Answer: The same place they’ve been coming from since before I entered the field. As regular IS Survivalists know I learned to program analyzing data I collected studying the behavior of electric fish. My co-workers in my first job in industry were a former meteorology student and a former marketing analyst, and we built systems as fast and successfully as any of our co-workers.
Before you read any more of this column, take a look at your open job requisitions. Do they ask for a computer science degree? Probably. Does the job require a computer science degree? Probably not.
The people you’re hiring will analyze real world problems and envision solutions that incorporate information technology where appropriate. They’ll design system architectures, legacy system integration strategies and effective user interfaces. They’ll code, compile and test applications. They’ll help end-users solve problems, too, and troubleshoot network problems.
A few of these jobs would benefit … not require, you understand, but benefit … from a computer science degree.
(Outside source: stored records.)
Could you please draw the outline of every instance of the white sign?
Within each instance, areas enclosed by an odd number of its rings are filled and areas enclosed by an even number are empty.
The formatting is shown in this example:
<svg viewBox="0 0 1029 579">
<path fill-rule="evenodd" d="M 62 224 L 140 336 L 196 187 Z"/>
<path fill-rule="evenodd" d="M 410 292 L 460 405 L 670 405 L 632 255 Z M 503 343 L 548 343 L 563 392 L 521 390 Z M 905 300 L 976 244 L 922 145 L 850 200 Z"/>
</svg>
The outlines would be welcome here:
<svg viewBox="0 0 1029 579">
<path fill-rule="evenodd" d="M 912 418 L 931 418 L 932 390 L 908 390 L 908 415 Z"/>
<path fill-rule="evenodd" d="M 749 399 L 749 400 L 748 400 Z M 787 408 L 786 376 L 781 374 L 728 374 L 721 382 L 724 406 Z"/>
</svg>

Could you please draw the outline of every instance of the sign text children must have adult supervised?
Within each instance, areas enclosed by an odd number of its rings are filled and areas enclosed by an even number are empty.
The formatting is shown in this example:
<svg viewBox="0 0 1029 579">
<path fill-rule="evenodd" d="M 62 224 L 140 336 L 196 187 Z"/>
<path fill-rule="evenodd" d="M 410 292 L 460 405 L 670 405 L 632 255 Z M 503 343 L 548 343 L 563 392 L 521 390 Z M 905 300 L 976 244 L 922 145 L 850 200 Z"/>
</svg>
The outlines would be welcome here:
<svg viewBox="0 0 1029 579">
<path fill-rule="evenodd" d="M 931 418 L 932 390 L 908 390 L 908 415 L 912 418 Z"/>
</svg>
Many would be better off with a student of physics, anthropology, or international studies who figured out how to use computers creatively to solve real problems.
The position you have open may not require any college degree at all. Despite decades of evolution, we’re still designing databases, business logic, legacy system interfaces, user interfaces, and reports. Yes, these tasks require a level of sophistication. I’ve worked with quite a few trade school graduates who did a fine job at them.
You can fill other positions with “power users” — non-IS professionals who have learned to use computers on the job and figured out lots of innovative uses for them during the years IS ignored personal computers as pointless toys.
When you create a position description that includes the phrase “computer science” anyplace on the page, you’re begging human resources to screen out hordes of candidates who could succeed in the job. Think of it this way. We know we have a shortage of computer science graduates. We don’t know if we have a shortage of candidates who would succeed if we gave them the chance.
Some positions may go unfilled for three to six months while you wait for the perfect candidate. If you choose someone less qualified but who has the right smarts, attitude and motivation, you could provide enough training in a month to make up the deficit.
Then you’d have a smart, motivated, very loyal employee with a good attitude.